Köy Enstitüleri yüksek bölümüyle, yirmi bin öğretmeniyle, yetiştirdiği yazar, şair ve sanatçıları ile Türkiye’nin geleceği çok parlak gözüküyordu. Bu etkinlikle, tüm Türkiye’nin eğitimi – öğretimi Köy Enstitüleri eğitim metoduna dönüştürülecekti.
Köy Enstitüleri’nin amaçlarından en önemlilerinden biri de, Türk köylüsünü ve halkını; Arap halkının inanç ve geleneklerine bağlı, Ortaçağ Arap İslam Uygarlığı’nın oluşturduğu, Kuran düzenlemesi ile, Eş’ari’nin akıl ve bilim düşmanlığı denilen körinanca yönelik, sözde, Allah tarafından (ilm-i ilahi) gönderildiği söylenen Arap ulusçuluğunun yaratmış olduğu kültür ve uygarlığına bağlı olarak yaşamaktan kurtarmaktı. Böylece, Köy Enstitüleri eğitim kuruluşları ile, kendi öz ulusal kültürümüzü oluşturarak, akıl ve bilimin öncülüğünde, kendi uygarlığımızı yaratmaya yönelik amacın yaşama geçirilmesi sağlanacaktı.

Batı tarihinde Fransa’da uygulandığı gibi, ne acıdır ki, Türk köylüsü ve halkına da uygulanmış olarak değerlendirilen Obskürantizm ve Obstrüksiyon olayı, yani köylünün ve halkın toplumsal gelişmesini engelleme yolu ile devleti daha rahat yönetme düşüncesi, Osmanlı döneminde de yaşanmıştır.
Köy Enstitüleri hareketi ile, köylünün ve halkın üzerinde yaşatılan Obskürantizm ve Obstrüksiyon uygulamasına son veriliyordu.

1950 DP (Demokratik Parti) döneminde de, aynı anlayış uygulanmaya konmuştur. Çünkü Köy Enstitüleri‘ni kapatmak, Obskürantizm ve Obstrüksiyon olayının ta kendisidir. Bu uygulama ile köylünün bilinçlenmesi önlenmek isteniyordu.

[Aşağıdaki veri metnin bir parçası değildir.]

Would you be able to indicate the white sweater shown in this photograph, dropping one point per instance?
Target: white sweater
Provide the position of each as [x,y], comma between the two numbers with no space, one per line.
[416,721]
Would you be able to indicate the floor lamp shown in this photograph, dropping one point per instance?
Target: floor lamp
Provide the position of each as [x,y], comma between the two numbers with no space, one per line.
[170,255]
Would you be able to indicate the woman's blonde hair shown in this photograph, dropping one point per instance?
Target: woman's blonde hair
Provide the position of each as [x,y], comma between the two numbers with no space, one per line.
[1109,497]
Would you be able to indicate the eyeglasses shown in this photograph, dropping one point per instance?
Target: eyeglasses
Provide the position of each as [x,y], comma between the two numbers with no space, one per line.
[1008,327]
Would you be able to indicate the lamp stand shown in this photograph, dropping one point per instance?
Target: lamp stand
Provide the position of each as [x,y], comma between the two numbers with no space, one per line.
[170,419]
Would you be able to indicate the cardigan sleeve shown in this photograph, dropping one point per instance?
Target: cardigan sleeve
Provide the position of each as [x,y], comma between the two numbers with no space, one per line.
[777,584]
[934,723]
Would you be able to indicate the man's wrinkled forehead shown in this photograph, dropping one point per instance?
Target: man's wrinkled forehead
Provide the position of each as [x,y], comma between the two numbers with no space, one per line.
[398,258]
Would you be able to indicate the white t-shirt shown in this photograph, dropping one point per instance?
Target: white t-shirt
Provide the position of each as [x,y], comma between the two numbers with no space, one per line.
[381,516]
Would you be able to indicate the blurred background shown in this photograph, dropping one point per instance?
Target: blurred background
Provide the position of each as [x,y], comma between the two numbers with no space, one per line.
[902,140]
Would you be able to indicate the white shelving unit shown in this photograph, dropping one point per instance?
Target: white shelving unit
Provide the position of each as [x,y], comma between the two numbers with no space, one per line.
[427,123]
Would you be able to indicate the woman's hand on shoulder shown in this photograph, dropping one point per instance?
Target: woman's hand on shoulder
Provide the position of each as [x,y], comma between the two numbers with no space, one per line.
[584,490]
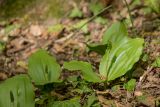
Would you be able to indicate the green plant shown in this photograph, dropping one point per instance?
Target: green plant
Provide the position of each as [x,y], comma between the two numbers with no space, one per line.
[122,53]
[43,68]
[119,52]
[156,63]
[17,92]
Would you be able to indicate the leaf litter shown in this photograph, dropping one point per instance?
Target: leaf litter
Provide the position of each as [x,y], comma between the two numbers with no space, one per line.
[22,41]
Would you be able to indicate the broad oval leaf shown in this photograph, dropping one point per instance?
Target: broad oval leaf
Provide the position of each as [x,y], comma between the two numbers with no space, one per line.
[116,34]
[43,68]
[156,63]
[85,68]
[120,58]
[67,103]
[17,92]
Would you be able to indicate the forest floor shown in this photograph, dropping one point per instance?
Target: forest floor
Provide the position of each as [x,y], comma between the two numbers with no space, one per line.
[19,40]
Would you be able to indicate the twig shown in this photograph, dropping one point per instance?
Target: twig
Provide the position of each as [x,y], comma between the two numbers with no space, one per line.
[129,12]
[76,30]
[142,78]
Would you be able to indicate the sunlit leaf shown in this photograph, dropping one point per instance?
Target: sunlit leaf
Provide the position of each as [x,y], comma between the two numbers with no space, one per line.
[120,58]
[17,92]
[97,48]
[96,7]
[81,25]
[43,68]
[130,85]
[85,68]
[156,63]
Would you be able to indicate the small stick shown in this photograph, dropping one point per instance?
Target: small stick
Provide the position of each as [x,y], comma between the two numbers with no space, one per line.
[129,12]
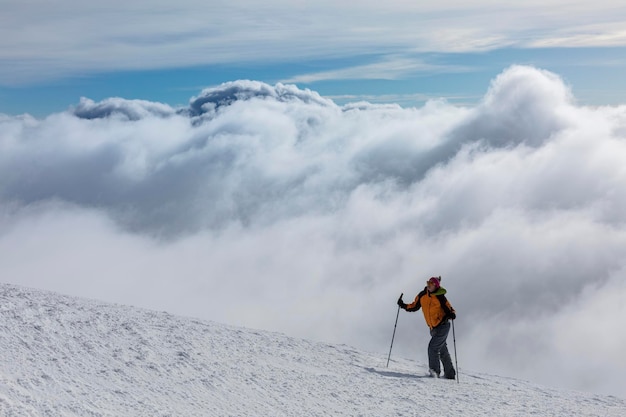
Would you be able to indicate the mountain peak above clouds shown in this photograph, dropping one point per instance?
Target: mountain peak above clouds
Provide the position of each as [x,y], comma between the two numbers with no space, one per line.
[65,356]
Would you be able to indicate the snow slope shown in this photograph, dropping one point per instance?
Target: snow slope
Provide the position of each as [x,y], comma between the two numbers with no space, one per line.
[65,356]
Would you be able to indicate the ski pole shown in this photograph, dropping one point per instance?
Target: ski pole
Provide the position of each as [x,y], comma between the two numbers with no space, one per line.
[455,360]
[394,333]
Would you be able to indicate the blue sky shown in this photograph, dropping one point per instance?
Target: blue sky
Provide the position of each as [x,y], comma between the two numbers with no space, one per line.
[51,55]
[273,198]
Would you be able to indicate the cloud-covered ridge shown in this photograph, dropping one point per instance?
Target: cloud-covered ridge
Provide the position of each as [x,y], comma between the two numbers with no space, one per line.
[276,208]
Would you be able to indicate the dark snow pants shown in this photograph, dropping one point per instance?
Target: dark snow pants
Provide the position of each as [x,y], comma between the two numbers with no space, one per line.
[438,351]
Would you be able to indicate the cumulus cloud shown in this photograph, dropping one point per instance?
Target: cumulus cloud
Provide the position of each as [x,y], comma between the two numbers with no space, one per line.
[273,207]
[49,41]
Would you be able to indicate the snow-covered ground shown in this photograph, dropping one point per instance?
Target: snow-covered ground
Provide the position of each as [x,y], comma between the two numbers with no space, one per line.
[65,356]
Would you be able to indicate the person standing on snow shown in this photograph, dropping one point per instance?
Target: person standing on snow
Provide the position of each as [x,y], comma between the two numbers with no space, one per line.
[437,312]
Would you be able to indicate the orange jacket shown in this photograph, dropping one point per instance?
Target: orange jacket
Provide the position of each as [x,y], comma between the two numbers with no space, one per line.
[435,306]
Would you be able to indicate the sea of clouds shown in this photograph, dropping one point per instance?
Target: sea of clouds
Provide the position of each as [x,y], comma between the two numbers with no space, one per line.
[272,207]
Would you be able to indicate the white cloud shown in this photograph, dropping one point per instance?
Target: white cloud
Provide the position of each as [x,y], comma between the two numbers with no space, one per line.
[272,207]
[44,40]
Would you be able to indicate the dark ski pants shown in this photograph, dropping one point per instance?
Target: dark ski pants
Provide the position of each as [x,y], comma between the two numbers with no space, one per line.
[438,351]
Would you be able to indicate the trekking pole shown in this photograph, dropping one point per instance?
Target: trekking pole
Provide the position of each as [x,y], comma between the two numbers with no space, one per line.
[394,333]
[455,361]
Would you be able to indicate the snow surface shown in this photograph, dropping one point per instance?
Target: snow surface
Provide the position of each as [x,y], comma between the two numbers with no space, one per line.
[66,356]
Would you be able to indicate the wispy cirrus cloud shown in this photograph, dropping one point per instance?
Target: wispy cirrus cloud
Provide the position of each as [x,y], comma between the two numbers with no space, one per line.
[274,207]
[387,68]
[42,40]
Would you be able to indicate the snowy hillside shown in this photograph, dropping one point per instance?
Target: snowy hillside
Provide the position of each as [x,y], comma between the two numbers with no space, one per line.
[64,356]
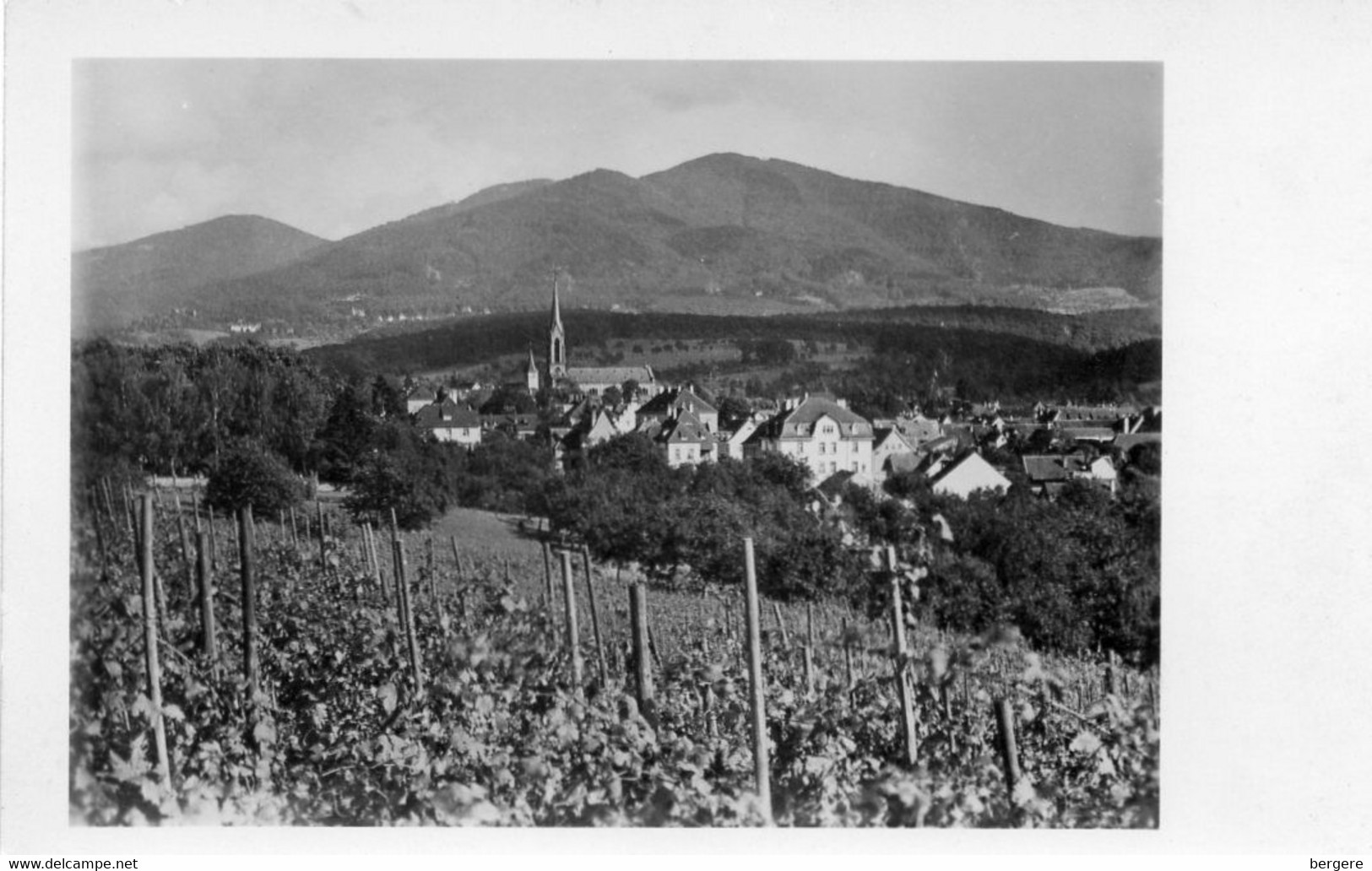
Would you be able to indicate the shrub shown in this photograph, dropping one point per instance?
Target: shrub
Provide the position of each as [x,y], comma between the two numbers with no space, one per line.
[252,476]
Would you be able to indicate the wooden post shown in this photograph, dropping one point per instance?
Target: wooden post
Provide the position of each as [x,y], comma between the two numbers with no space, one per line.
[548,579]
[431,567]
[572,636]
[149,640]
[1009,755]
[781,627]
[410,638]
[810,647]
[590,600]
[849,656]
[762,776]
[180,530]
[99,533]
[324,564]
[897,627]
[377,563]
[214,538]
[109,506]
[204,585]
[246,574]
[643,666]
[133,517]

Köy Enstitüleri’nin etkinliği ile uyanan köylüler, kendi öz haklarına sahip çıkmaya, toprak ağaları ve köylüyü sömürmeye alışmış egemen sınıf ve devlet yöneticilerinin rahatı ve mutluluğu bozulmaya başlayınca, mutlu ve egemen kesim, Köy Enstitüleri’ne karşı cephe oluşturmuşlardır.

Köy Enstitüleri’ni kapatmak için çeşitli iftira ve entrikalar oluşturulmuştur. DP’li bir milletvekilinin Konya ilinin Durlas köyü halkına yaptığı konuşma şu şekildedir:

“Köy Enstitüleri’nde kız ve erkek öğrenciler birlikte eğitim görüyorlar. Bu nedenle, kız erkek birlikteliğinden dolayı, fuhuş olayı yaşanmaya başlanmıştır. Biz, DP iktidarı olarak, Köy Enstitüleri’nde okuyan kızlarınızı erkeklerden ayırdık. Onları Kızılçullu Köy Enstitüsü’nde topladık. Böylece kızlarınızın namusunu kurtardık.”

DP iktidarı, Köy Enstitüleri’nin kapatılışıyla birlikte; 1932 yılından itibaren Türkçe okunmaya başlayan ezanın yeniden Arapça okunmasını sağlayarak, Arap kültür ve uygarlığına yeniden dönüşün yolunu açmış, böylece Türk köylüsü ve halkının uyanışı önlenmeye çalışmış ve bunda da başarılı olmuştur.

Musa Kâzım Yalım,

1950 - 1951 Hasanoğlan Köy Enstitüsü Mezunu.